Our implementation correctly handles all the above-discussed cases, including ignorable characters, combining character sequences, and ligatures.

var a1 = RemoveFirst("abcde", "cd");             // correct: "abe"
var b1 = RemoveFirst("animal", "animal");        // correct: ""
var c1 = RemoveFirst("cåt", "å");                // correct: "ct"
var d1 = RemoveFirst("café", "é");               // correct: "caf"
var e1 = RemoveFirst("encyclopædia", "aedia");   // correct: "encyclop"

Known issue

Our method suffers from one known issue: When the search string is matched by multiple substrings at a given starting position in the source string, which one gets returned is undefined. Under the current implementation, the substring whose length is closest to the search string’s is preferred; however, this behavior would not always be the expected one.
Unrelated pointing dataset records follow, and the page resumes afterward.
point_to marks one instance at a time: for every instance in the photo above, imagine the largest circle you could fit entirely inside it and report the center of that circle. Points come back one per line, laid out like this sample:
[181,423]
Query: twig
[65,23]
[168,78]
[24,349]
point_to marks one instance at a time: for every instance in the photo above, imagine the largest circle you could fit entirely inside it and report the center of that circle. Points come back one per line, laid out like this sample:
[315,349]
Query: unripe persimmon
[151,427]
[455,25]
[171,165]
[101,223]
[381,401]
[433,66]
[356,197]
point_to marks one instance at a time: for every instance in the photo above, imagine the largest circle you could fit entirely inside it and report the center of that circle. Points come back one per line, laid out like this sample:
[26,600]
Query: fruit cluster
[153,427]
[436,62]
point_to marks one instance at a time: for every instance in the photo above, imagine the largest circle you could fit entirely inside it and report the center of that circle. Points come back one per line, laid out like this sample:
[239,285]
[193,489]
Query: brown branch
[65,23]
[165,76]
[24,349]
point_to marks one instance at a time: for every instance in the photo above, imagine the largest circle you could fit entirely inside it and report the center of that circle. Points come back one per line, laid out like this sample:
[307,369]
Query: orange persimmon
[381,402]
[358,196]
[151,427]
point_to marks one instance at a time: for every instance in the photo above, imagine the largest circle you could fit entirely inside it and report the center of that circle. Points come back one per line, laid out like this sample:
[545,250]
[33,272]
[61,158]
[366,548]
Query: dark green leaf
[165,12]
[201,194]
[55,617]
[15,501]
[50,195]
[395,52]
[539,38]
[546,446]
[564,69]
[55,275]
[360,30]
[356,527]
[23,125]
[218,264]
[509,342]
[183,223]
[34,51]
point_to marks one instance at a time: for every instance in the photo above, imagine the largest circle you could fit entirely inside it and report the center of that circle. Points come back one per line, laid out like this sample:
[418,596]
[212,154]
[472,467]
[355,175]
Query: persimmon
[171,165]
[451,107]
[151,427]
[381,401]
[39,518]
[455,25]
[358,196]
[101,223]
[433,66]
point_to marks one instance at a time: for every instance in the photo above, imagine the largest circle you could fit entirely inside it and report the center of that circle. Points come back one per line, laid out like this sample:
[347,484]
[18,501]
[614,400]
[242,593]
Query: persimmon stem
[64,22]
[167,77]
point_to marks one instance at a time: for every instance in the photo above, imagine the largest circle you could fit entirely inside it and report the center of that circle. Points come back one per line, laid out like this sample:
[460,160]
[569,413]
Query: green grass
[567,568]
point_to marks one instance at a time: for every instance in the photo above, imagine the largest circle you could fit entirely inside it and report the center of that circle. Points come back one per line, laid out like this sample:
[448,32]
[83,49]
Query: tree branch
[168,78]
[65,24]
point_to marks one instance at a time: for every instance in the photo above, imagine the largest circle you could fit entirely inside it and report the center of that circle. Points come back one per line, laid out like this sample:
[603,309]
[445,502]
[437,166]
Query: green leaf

We believe that this issue only occurs for matches that end with ignorable characters; the inclusion or exclusion of such characters in the result is undefined.

Consider the following examples containing a soft hyphen, \u00AD:

var f = RemoveFirst("aethe\u00ADreal", "aethe");   // result: "\u00ADreal"
var g = RemoveFirst("æthe\u00ADreal", "aethe");    // result: "real"

In the first case, the search string is identical to the beginning of the source string, so the full remainder of the source string, including the soft hyphen, is returned. In the second case, the search string is one character longer than its truest match in the source string, "æthe", due to the ligature in the latter. However, the substring having the search string’s length, "æthe\u00AD", would still be a match, since the last character of such a substring would be the soft hyphen, which is ignorable. Therefore, the soft hyphen inadvertently gets included in the match.

This issue is arguably benign under the semantics of string comparisons if one assumes that the inclusion or exclusion of ignorable characters is insignificant either way. However, as shown above, it may lead to inconsistent results when the ignorable characters are considered.